Ils s’accusent mutuellement de violations de l’accord. Donald Trump a même menacé de repartir en guerre pour anéantir l’Iran.
Le 27 juin, l’aviation américaine a visé dix cibles parmi des sites stratégiques de l’armée iranienne. Le lendemain, l’Iran a annoncé avoir lancé en représailles des missiles et drones vers le Koweït et le Bahreïn. Le détroit d’Ormuz, objet de toutes les convoitises, est toujours contrôlé par l’Iran qui l’ouvre et le referme à sa guise.
Par ailleurs, les bombardements israéliens contre le Liban continuent. Israël, allié des États-Unis dans la région, veut en finir avec le Hezbollah pro-iranien qui le menace en permanence.
Des pourparlers seraient prévus à partir du 30 juin pour une paix durable. Mais pour le moment, la seule chose durable c’est la guerre.
Le cessez-le-feu express du 17 juin était une démonstration de Trump pour montrer qu’il a la situation en main. Il veut redorer son blason et se faire passer pour un homme de paix vis-à-vis de son propre électorat, hostile à cette guerre. Aux États-Unis, l’inflation est passée officiellement de 2,4 % en février à 4,2 % en mai, conséquence de la guerre. Les classes populaires souffrent de l’augmentation des prix.
En plus, Trump prépare les célébrations du 250ème anniversaire de l’indépendance des États-Unis qu’il veut grandioses.

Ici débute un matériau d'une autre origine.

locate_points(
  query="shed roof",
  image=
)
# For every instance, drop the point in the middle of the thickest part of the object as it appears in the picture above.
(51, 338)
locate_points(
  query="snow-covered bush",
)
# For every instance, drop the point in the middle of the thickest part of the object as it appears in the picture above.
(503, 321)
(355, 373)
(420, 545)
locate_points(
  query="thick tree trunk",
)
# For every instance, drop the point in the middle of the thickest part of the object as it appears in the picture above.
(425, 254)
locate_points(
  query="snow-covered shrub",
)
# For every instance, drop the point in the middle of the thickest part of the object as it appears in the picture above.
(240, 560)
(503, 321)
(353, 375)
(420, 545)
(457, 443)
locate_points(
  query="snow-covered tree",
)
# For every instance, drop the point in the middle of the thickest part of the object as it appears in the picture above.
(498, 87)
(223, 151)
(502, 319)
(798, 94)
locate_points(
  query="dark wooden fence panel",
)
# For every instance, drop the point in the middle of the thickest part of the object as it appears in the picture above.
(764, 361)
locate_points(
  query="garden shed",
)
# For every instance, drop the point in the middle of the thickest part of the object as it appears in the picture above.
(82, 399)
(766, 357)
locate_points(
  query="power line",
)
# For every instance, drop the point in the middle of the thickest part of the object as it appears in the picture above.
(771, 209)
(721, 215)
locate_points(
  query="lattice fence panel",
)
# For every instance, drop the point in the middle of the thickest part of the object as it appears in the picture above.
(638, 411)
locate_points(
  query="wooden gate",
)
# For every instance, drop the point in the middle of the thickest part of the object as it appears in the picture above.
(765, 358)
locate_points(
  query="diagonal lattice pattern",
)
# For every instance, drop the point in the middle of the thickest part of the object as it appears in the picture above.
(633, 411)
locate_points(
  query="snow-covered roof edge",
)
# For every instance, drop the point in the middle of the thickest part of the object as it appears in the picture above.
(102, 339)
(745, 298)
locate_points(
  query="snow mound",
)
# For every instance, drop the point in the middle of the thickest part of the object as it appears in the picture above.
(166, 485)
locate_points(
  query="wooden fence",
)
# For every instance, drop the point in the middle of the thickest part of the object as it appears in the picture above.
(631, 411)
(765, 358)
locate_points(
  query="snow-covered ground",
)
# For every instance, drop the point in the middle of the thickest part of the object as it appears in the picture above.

Une bonne manière de faire diversion.
La réalité est que les États-Unis viennent de se prendre un sacré camouflet dans cette guerre contre l’Iran qu’ils pensaient rapide et victorieuse.
De leur côté, les dirigeants iraniens et ceux du Hezbollah libanais veulent prouver qu’ils résistent au géant américain et leur chien de garde, Israël.
Pendant ce temps, les populations sont les principales victimes.
Depuis le début de la guerre au Moyen-Orient en 2026, il y aurait près de 5 000 morts en Iran et au Liban et plus d’un million de personnes déplacées.
Ceux qui déclenchent des guerres puis s’invitent à la table feutrée des négociations ne sont pas ceux qui paient l’addition.